Dichotomy and Trichotomy - Part Three1
Now that we’ve looked at how the words soul, spirit, mind, and heart are used in the Bible, we turn our attention to particular passages of Scripture in the NT that are often used to defend the notion of trichotomy. Continue reading . . .
Now that we’ve looked at how the words soul, spirit, mind, and heart are used in the Bible, we turn our attention to particular passages of Scripture in the NT that are often used to defend the notion of trichotomy.
We being by taking note of biblical texts where some particular emotional or spiritual experience is ascribed both to the “spirit” and the “soul” of Jesus. Take the intensely deep feeling of sorrow and grief. In some texts it is the “spirit” of Jesus that experiences sorrow and grief:
“And he [Jesus] sighed deeply in his spirit and said, ‘Why does this generation seek a sign? Truly, I say to you, no sign will be given to this generation’” (Mark 8:12).
“After saying these things, Jesus was troubled in his spirit, and testified, ‘Truly, truly, I say to you, one of you will betray me’” (John 13:21)
Yet in other texts it is the “soul” of Jesus that has the same experience:
“Now is my soul troubled. And what shall I say? ‘Father, save me from this hour? But for this purpose I have come to this hour’” (John 12:27).
“Then he said to them, ‘My soul is very sorrowful, even to death; remain here, and watch with me’” (Matt. 26:38).
We see the same equivalence of “soul” and “spirit” in the experience of mere men:
“Now while Paul was waiting for them at Athens, his spirit was provoked within him as he saw that the city was full of idols” (Acts 17:16).
“(for as that righteous man [Lot] lived among them day after day, he was tormenting his righteous soul over their lawless deeds that he saw and heard)” (2 Peter 2:8).
Notice that in both the previous texts the vexation or pain being experienced was by a righteous man (Paul and Lot) and concerned their reaction to grievous sin.

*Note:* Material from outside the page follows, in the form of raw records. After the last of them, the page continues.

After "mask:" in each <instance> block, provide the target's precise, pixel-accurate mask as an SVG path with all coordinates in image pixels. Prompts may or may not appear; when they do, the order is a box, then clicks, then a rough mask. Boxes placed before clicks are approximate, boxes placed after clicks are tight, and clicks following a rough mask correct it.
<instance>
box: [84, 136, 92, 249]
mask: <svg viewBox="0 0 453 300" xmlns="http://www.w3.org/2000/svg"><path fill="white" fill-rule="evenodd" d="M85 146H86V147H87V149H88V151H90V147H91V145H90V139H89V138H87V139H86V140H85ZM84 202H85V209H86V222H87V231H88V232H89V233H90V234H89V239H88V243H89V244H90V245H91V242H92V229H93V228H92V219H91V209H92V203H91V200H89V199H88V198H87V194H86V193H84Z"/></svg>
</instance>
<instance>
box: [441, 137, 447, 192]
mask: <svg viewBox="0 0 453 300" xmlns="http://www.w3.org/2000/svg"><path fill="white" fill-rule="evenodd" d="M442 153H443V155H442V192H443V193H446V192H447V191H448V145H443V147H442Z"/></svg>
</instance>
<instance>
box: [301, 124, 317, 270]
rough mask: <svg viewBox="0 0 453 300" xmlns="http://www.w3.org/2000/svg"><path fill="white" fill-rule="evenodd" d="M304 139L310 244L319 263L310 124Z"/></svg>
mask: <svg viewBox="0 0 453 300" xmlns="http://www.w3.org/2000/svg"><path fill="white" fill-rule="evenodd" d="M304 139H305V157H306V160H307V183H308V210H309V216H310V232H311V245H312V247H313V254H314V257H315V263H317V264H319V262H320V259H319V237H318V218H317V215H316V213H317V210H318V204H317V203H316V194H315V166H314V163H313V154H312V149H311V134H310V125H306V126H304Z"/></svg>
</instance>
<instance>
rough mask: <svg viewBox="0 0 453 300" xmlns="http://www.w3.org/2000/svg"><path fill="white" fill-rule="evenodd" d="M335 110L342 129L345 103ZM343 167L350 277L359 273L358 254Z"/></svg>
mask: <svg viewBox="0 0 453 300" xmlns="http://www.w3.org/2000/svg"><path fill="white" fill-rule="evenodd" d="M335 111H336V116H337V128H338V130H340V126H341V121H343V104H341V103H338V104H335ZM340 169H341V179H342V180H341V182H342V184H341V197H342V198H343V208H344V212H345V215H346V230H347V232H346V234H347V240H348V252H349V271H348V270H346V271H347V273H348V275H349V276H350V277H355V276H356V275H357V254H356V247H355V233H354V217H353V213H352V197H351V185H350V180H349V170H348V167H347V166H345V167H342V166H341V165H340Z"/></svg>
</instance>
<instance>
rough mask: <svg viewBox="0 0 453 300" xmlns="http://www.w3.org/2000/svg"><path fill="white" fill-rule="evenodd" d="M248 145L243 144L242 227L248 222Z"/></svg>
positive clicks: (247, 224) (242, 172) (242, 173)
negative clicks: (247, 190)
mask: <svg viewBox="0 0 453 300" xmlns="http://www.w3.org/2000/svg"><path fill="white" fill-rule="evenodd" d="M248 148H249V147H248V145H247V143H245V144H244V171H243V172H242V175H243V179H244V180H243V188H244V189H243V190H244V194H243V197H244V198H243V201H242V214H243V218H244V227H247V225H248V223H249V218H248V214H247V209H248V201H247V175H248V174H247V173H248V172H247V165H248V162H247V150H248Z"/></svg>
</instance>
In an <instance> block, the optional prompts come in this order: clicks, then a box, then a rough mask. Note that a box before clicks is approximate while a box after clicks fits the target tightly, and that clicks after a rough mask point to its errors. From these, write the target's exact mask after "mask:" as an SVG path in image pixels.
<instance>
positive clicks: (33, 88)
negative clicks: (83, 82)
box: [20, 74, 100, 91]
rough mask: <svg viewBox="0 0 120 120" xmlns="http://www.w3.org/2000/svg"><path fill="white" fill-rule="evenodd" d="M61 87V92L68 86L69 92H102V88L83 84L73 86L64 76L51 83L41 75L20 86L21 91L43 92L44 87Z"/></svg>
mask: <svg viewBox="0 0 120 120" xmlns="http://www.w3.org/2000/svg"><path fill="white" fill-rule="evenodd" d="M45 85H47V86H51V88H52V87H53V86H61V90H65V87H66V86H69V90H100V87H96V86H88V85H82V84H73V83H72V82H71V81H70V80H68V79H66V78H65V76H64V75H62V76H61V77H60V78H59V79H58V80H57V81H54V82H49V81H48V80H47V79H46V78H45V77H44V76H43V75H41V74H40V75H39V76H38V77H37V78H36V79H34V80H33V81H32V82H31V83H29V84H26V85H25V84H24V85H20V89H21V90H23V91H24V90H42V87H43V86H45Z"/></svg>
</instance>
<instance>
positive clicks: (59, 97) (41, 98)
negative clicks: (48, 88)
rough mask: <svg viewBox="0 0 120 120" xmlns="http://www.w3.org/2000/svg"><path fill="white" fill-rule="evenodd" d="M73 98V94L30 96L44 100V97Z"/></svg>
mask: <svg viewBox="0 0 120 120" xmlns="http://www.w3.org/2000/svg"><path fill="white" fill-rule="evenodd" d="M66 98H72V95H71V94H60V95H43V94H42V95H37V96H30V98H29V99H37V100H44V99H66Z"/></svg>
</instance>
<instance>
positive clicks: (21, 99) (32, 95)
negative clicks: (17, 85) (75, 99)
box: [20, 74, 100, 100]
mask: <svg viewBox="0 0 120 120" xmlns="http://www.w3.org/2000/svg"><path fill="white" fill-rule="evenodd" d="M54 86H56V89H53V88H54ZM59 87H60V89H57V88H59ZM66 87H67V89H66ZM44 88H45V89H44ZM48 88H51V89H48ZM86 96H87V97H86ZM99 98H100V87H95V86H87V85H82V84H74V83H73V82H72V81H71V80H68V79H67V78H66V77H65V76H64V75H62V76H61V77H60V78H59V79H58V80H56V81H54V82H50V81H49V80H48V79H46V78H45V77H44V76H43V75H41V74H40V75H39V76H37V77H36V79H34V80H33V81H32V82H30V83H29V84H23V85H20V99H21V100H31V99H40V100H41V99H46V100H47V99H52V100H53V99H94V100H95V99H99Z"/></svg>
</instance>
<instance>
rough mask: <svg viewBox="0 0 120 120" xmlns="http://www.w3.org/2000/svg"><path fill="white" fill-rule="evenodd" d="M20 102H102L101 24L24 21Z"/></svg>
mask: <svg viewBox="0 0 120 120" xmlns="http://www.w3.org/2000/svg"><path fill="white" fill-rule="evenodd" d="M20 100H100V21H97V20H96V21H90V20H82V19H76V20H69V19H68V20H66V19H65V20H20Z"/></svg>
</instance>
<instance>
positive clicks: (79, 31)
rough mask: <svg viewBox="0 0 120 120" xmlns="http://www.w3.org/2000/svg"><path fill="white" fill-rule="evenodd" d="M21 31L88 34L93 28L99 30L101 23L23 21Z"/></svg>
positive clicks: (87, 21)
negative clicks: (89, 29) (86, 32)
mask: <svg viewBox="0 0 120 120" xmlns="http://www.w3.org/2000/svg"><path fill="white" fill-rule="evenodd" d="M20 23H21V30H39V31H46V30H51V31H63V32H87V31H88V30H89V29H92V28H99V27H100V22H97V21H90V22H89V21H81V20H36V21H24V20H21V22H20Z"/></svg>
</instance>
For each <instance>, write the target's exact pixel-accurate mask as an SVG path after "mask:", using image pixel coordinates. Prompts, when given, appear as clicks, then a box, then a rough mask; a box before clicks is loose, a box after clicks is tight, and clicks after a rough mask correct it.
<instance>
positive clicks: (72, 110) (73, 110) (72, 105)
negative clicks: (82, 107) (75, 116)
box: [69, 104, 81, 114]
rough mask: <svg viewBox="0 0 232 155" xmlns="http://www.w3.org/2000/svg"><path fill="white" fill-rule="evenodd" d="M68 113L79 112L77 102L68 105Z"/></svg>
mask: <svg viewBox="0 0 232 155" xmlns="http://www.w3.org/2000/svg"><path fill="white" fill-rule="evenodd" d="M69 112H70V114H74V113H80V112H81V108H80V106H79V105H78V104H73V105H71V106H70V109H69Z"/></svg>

Similarly, joy is the experience or expression of or is centered in both the “spirit” (Pss. 32:2; 34:18; 51:10, 12, 17; Prov. 11:13; 16:19; Isa. 57: 15; Ezek. 11:19; 18:31; 36:26) and the “soul” (Pss. 42:1-6; 63:5; 103:1, 2; 116:7; 130:6; Isa. 26:9).
If the “spirit” is the unique and extraordinarily pious faculty by/through/in which we express and experience our love for God and deepest devotion to him, why is it that in Mark 12:30 Jesus uses the terms heart, soul, mind, and strength, but says nothing of the spirit? And if we are going to appeal to texts that mention body, soul, and spirit to prove that a human is comprised of three distinct parts or faculties, why can we not appeal to texts such as Mark 12:30 to prove that a human is comprised of four parts: heart, soul, mind, and strength? And if that were not enough, in Mark 12:33 a scribe reiterates what Jesus said but includes the “understanding” (suneseos) as that in/with/through which we are to love God. Jesus says of this man that he spoke “wisely” (Mark 12:34a).
If we were to treat these texts in the gospels the way trichotomists treat and interpret Hebrews 4:12 and 1 Thessalonians 5:23 we would be forced to conclude that a human being is comprised of at least six separate faculties: heart, soul, mind, strength, spirit, and understanding.
And we’ve already noted that the highest function of the immaterial dimension of a person, worship and adoration, is attributed to both soul and spirit. We note again Mary’s famous Magnificat or hymn of praise to God: “And Mary said, ‘My soul magnifies the Lord, and my spirit rejoices in God my Savior” (Luke 1:46).
John Murray concludes:
“The conclusion is inescapable that the center of devotion and the seat of the most characteristic exercises of the regenerate person is the soul as well as the heart and the spirit. The evidence cannot be adjusted to the supposition that the soul is the outer chamber, and that it is the spirit that is the organ of God-consciousness and the center of spiritual-mindedness” (“Trichotomy,” Collected Writings 2:27).